Editorial

A half-done reform: On LPG subsidy

The aim should be to sustainably lower the price of cooking gas

The government has informed Parliament about its decision to completely do away with the subsidy offered to cooking gas used for household purposes. In an order issued in May this year, public sector oil companies were authorised to incrementally hike the “effective price” of LPG cylinders until the entire subsidy is wiped off by March next year, the Union Minister for Petroleum and Natural Gas, Dharmendra Pradhan, told Parliament. Interestingly, political pressure from Opposition parties following the announcement forced the Minister a day later to argue that the government is merely “rationalising”, rather than cutting, the subsidy. But the initial announcement left very little to interpretation. Previously, in July last year, the oil companies were given the green signal to increase the effective price of subsidised cylinders by ₹2 a month. So the latest order to increase the effective price by ₹4 a month, but with the clearly stated aim of eventually doing away with subsidies completely, signifies a more aggressive pursuit of the policy of cutting the fuel subsidy. It should be noted that the fall in global crude oil prices, which has reduced the price difference between subsidised and non-subsidised cooking gas in the local market, has already eased the burden on the government. In the latest Union budget, the government allocated about ₹25,000 crore towards oil subsidy, which is a fourth of the total oil subsidy bill (of almost ₹1 lakh crore) incurred in fiscal year 2013.

The cut in subsidy would further strengthen fiscal discipline. The implementation of the direct transfer of cash benefits in the last few years has already helped in the better targeting of subsidies to the poor, thus substantially reducing wasteful spending. The fall in oil prices over the same period may have led the government to believe that this may be the right time to withdraw the cooking gas subsidy without causing too much pain to consumers.

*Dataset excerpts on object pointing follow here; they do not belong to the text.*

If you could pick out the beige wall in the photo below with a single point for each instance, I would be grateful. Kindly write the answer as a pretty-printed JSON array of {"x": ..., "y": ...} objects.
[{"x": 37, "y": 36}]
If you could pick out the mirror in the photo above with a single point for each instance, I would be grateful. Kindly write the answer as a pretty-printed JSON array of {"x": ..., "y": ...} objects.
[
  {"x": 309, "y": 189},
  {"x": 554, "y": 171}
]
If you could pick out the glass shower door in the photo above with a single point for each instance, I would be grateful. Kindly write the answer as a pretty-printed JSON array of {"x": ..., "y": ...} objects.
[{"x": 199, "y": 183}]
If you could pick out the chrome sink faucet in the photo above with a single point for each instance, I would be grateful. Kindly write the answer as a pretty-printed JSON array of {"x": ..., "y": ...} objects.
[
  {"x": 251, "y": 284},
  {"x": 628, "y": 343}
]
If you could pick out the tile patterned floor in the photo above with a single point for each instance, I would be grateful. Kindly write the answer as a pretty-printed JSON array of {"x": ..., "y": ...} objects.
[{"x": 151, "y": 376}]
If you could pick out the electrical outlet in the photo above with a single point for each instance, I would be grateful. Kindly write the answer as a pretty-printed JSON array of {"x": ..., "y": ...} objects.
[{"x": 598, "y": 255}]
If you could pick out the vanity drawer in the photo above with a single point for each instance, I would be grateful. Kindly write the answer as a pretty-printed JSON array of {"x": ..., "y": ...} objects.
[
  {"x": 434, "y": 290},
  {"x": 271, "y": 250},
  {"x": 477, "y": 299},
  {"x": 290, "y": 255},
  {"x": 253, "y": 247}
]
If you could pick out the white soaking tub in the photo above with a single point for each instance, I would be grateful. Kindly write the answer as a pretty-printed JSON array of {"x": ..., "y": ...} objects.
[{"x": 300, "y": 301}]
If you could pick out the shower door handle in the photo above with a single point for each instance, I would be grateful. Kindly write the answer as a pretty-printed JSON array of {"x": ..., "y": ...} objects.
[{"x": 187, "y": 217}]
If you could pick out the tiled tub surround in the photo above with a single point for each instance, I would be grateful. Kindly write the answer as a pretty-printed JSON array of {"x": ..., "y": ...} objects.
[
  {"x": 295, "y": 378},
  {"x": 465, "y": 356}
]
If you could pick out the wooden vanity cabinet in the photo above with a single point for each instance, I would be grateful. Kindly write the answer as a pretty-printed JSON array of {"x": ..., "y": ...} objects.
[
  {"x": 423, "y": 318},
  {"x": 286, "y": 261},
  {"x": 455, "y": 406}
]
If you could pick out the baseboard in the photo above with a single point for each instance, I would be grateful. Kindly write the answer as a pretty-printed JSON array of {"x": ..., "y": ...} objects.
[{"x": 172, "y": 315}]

It is estimated that about 18 crore people, many of them below the poverty line, depend on subsidised gas cylinders. It would therefore be difficult to argue that a complete abolition of subsidy will not adversely affect them. In fact, it will not be surprising if the government steps in to foot the bill if oil prices rise in the future, as it probably should to ease the pain. Much depends on how the government makes use of the current spell of relatively low oil prices. The foremost aim should be to sustainably lower the price of cooking gas once and for all, getting the government out of the business of managing subsidies. In the long run, this is the only way to ease the burden on consumers and also free the budget from the pressure of international oil prices. Deregulating the market for cooking gas, thus opening it up to more widespread market competition, would also help.